All around the world, people are becoming more and more aware of the importance of educating children. People are realising that the best chance their children have of escaping poverty or moving up in the world, is to go to school, preferably past primary level.
In itself, this is a positive development. It has caused more and more children to be sent to school and to be given greater opportunities. However, unfortunately there is also a flip-side to the desire for education: children ending up in institutions.
Just like with poverty (read the blog HERE) there are many sides to why the desire for education is driving children into institutions. Some of these reasons are connected to poverty. In the most basic form this can be that if the child goes to school and does not work, there is no food for the child. So the child can only be allowed to go to school in a place where it is not only free, but where the child will be fed as well.

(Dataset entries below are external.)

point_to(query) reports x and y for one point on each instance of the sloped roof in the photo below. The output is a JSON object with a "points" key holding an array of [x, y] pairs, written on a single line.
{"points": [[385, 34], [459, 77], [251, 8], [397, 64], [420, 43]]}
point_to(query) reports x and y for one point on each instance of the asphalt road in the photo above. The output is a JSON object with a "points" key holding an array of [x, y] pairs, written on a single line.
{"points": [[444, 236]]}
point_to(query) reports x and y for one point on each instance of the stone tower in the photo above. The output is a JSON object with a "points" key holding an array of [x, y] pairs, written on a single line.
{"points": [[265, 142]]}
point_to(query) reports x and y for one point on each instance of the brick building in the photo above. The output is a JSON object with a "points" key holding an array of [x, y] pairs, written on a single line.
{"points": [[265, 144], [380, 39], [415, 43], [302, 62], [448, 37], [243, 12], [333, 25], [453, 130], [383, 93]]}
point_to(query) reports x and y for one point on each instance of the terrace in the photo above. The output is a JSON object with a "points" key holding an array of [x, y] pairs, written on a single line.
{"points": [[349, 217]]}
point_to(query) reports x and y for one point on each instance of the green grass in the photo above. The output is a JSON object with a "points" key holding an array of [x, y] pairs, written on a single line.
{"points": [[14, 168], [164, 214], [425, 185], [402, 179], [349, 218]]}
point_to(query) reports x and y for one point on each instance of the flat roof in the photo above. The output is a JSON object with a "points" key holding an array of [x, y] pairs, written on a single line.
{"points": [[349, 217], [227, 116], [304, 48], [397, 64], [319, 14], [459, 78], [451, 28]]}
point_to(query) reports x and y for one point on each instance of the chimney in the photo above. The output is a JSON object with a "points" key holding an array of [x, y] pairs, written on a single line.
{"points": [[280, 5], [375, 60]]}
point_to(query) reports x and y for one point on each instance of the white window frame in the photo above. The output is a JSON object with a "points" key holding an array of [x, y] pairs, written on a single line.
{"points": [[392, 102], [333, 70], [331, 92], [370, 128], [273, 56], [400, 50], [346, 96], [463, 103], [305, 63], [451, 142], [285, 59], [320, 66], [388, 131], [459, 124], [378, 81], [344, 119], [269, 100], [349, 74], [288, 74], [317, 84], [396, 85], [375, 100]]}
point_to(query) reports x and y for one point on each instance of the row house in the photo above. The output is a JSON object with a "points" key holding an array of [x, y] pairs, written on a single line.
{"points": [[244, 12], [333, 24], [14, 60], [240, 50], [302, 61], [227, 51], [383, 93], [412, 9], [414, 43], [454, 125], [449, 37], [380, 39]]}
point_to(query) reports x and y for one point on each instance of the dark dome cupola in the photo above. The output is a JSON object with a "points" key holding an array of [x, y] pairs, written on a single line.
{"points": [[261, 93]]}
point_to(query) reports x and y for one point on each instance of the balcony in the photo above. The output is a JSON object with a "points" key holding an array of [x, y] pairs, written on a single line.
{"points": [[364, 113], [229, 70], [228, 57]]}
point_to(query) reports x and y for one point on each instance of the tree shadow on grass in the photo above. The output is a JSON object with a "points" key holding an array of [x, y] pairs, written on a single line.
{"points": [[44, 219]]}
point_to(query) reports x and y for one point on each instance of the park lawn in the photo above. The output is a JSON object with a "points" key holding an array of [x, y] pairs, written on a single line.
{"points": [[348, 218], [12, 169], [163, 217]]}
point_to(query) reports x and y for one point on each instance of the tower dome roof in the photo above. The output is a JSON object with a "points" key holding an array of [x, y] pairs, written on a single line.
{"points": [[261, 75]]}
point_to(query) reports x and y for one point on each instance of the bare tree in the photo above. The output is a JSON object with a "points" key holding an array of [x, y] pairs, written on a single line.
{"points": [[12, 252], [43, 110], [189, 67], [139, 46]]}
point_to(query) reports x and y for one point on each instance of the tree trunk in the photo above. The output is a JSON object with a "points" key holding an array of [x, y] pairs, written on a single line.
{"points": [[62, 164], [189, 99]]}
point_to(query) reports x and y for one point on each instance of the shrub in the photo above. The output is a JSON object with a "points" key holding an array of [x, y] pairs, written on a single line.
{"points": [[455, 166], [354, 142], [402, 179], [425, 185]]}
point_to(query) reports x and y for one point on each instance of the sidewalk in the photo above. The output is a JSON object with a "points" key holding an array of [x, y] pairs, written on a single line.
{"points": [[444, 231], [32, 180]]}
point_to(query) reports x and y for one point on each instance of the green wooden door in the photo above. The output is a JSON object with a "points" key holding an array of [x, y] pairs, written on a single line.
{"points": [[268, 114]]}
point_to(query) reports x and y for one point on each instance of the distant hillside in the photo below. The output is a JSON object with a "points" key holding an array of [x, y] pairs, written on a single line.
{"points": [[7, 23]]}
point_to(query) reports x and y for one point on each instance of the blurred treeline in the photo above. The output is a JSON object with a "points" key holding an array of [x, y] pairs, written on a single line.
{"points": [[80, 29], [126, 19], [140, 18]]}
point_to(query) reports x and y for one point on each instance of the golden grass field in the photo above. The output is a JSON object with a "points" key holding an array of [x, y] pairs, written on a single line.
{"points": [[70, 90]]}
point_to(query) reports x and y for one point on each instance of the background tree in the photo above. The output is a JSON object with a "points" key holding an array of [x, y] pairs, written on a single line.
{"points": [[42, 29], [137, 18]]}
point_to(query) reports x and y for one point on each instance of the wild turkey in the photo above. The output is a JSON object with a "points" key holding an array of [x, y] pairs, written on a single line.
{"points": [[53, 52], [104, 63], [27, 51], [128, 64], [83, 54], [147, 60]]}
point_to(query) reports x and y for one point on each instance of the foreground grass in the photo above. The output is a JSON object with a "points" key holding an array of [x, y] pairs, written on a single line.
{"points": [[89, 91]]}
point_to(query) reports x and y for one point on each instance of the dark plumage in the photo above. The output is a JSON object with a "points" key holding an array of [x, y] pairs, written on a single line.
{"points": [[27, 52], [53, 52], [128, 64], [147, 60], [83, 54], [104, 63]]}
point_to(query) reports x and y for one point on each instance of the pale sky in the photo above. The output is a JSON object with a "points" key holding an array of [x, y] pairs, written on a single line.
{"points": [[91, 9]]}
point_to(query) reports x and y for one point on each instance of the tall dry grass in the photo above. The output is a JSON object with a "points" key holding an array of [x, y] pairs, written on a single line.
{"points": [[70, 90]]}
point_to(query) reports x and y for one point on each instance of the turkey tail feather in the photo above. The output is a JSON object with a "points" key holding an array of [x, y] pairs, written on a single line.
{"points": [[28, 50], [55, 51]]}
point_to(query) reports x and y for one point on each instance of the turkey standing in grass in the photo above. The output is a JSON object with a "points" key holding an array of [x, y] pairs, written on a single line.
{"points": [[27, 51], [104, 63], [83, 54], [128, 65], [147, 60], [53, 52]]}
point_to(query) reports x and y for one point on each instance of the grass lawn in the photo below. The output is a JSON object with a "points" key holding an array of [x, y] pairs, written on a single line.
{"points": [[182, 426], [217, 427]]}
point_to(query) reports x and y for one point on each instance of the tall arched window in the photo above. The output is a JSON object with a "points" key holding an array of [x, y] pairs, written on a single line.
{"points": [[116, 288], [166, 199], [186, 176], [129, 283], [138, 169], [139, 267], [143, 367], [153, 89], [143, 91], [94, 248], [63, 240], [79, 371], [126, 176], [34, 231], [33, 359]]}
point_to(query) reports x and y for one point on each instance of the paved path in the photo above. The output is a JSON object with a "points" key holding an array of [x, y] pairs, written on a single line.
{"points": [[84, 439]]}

While more and more countries in the world are offering free primary education in state schools, this is still not the case everywhere. In places where schools, including state schools, charge registration fees, tuition fees, examination fees etc. many parents are not able to afford to send their children to school. And even in countries where education in state schools is free, this is up to a certain point, there are often still other costs involved that may be prohibitive for many families. This includes having to buy books, pencils, uniforms and having to pay for transportation to school.

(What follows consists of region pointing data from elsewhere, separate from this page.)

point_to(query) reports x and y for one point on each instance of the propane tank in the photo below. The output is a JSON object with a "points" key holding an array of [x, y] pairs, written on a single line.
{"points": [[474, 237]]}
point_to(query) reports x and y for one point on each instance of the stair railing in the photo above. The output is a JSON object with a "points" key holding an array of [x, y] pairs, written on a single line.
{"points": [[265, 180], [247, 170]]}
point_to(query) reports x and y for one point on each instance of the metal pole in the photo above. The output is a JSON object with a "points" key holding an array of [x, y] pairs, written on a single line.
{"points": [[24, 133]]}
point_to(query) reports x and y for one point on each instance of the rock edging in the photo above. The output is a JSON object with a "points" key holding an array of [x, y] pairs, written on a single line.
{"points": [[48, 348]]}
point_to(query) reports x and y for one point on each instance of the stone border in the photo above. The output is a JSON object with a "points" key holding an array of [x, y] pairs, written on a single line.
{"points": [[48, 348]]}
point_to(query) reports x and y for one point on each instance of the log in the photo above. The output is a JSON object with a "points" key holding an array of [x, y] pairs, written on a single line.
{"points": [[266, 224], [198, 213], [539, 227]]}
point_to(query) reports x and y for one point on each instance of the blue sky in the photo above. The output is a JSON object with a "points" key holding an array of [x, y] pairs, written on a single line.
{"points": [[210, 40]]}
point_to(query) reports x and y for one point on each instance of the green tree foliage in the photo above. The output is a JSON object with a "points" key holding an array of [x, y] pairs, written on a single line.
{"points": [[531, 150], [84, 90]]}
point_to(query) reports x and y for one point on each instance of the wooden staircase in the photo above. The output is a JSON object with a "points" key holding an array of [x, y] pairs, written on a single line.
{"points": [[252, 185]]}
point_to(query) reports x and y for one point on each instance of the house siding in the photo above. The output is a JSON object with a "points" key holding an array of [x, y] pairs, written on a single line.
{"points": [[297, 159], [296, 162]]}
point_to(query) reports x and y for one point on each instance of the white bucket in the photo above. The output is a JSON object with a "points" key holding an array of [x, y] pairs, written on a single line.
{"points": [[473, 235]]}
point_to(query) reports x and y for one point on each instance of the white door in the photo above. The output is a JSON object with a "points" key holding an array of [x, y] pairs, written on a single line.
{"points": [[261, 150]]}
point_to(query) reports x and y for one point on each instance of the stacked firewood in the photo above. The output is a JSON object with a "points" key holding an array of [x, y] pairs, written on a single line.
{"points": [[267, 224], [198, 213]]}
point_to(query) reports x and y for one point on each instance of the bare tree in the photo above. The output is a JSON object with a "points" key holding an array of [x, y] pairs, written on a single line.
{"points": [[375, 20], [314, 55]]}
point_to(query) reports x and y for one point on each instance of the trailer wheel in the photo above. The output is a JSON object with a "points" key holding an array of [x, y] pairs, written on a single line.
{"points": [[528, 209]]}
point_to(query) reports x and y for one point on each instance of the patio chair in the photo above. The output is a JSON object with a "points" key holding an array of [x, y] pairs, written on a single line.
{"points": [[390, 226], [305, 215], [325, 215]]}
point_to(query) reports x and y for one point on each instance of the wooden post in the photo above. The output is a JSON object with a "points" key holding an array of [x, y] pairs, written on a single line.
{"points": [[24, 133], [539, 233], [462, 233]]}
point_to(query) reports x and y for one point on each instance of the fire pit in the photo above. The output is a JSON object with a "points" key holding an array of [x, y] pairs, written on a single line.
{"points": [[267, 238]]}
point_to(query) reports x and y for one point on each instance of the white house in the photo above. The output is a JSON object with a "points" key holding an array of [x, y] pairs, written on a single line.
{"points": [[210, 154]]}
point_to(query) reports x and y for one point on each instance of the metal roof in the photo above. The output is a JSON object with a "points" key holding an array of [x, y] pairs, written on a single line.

When ‘orphanages’ offer free education – of varying quality – this can be a powerful drawing factor for parents and children. Either making them decide themselves to place the child in the ‘orphanage’, or allowing them to be persuaded more easily by child finders, who are recruiting children for ‘orphanages’.

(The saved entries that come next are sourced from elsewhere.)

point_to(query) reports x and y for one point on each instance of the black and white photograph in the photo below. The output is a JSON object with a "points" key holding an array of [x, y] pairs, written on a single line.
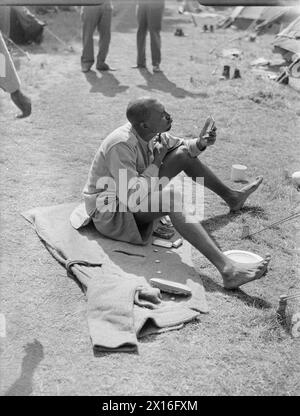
{"points": [[150, 200]]}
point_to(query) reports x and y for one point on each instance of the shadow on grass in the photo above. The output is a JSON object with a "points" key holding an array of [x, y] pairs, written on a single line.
{"points": [[107, 84], [211, 286], [159, 81], [219, 221], [23, 385]]}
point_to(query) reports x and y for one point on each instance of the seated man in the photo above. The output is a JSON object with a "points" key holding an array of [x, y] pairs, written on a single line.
{"points": [[135, 157]]}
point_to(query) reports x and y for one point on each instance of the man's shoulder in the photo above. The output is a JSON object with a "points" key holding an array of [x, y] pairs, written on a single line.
{"points": [[122, 135]]}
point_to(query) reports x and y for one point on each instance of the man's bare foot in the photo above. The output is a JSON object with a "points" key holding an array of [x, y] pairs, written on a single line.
{"points": [[236, 274], [22, 102], [239, 197]]}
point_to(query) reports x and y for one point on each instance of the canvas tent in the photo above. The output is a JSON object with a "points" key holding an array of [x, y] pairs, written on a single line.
{"points": [[20, 25], [287, 42], [271, 19]]}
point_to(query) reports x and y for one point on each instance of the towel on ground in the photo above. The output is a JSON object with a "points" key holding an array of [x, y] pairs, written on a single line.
{"points": [[121, 304]]}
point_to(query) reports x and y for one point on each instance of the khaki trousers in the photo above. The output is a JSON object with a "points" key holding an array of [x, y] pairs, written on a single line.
{"points": [[93, 17], [149, 17]]}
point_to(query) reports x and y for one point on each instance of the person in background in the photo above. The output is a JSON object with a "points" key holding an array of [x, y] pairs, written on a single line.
{"points": [[93, 17], [9, 80], [149, 17]]}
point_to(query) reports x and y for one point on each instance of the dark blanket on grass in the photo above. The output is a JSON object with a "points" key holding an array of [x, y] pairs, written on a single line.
{"points": [[119, 298]]}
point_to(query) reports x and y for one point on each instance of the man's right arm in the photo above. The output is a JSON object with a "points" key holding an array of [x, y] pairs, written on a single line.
{"points": [[121, 162]]}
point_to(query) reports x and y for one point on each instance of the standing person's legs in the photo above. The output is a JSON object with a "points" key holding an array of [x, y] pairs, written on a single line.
{"points": [[10, 82], [89, 17], [155, 14], [141, 34], [104, 29]]}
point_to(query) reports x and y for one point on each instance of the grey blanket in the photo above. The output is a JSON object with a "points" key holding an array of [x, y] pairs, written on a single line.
{"points": [[121, 303]]}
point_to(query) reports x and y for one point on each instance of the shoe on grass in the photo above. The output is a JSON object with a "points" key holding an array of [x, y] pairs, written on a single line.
{"points": [[104, 67], [156, 68], [139, 66], [85, 67]]}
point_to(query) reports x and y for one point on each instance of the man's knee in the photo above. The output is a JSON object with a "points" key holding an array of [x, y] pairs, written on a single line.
{"points": [[174, 204], [180, 155]]}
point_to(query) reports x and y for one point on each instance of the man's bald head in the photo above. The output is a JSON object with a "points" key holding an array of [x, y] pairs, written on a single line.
{"points": [[140, 110], [148, 117]]}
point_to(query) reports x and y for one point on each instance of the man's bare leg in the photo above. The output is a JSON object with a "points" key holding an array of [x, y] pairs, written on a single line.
{"points": [[179, 160], [22, 102], [233, 274]]}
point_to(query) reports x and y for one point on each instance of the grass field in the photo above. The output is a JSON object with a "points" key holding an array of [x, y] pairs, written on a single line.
{"points": [[239, 348]]}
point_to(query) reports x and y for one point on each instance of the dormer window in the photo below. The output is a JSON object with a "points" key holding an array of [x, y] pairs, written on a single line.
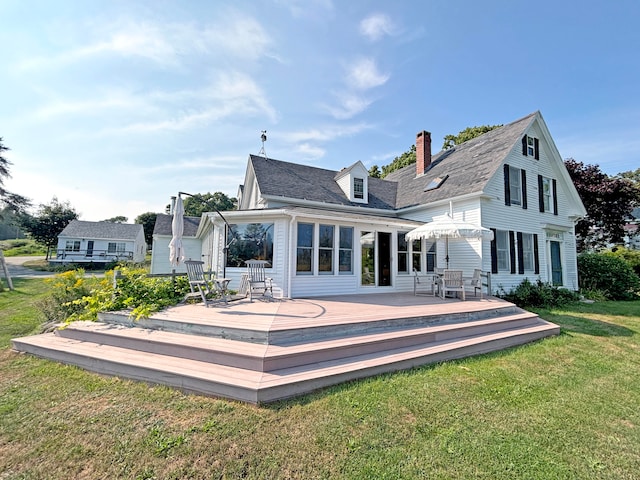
{"points": [[358, 188], [531, 147]]}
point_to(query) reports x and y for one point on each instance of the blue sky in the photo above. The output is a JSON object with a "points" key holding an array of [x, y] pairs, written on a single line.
{"points": [[114, 106]]}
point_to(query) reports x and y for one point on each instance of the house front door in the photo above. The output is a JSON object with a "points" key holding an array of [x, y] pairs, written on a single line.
{"points": [[556, 263], [376, 258]]}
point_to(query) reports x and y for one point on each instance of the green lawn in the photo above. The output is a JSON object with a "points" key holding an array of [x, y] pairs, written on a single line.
{"points": [[566, 407]]}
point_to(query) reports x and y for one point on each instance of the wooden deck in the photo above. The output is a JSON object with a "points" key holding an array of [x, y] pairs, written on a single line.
{"points": [[266, 350]]}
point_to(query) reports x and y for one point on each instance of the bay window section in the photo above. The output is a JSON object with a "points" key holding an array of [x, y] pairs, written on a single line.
{"points": [[304, 252], [249, 241], [345, 255], [325, 245]]}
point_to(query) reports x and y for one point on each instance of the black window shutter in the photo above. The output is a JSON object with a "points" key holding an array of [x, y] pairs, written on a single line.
{"points": [[520, 254], [507, 193], [540, 194], [494, 252], [512, 251], [524, 189], [535, 254]]}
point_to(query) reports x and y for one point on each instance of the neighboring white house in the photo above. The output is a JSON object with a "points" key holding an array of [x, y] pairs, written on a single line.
{"points": [[325, 232], [162, 236], [100, 242]]}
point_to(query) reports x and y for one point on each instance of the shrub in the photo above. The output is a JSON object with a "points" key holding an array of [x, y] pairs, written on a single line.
{"points": [[610, 274], [73, 297], [632, 257], [539, 294]]}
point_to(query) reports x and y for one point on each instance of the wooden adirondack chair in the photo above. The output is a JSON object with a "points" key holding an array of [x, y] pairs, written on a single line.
{"points": [[197, 280], [476, 282], [257, 279], [452, 282]]}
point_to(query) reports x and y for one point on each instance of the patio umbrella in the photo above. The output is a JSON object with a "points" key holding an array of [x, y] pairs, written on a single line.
{"points": [[443, 226], [176, 251]]}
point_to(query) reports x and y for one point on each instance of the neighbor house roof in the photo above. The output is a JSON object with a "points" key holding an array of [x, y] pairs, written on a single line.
{"points": [[101, 230], [466, 169], [163, 225]]}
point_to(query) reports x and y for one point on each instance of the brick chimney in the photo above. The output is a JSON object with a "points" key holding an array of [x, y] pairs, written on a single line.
{"points": [[423, 152]]}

Money is not the only factor, however. There is also the issue of access to a school. In many rural areas, particularly if they are in mountainous areas or on smaller islands, there may quite simply not be any school within manageable traveling distance. If no alternatives are offered, parents may feel that the only options left are for children to be sent to an ‘orphanage’ or to a boarding school – from which, due to the travel distance, the child may only be able to come home once a year during the summer holidays – in a city far away.
These are some of the ways in which the desire for education can cause children to end up in institutions, whether they be ‘orphanages’ or boarding schools.
After the other two main causes of institutionalisation have been described, I will post blogs addressing how these main causes can be taken away or at least significantly reduced in sustainable ways.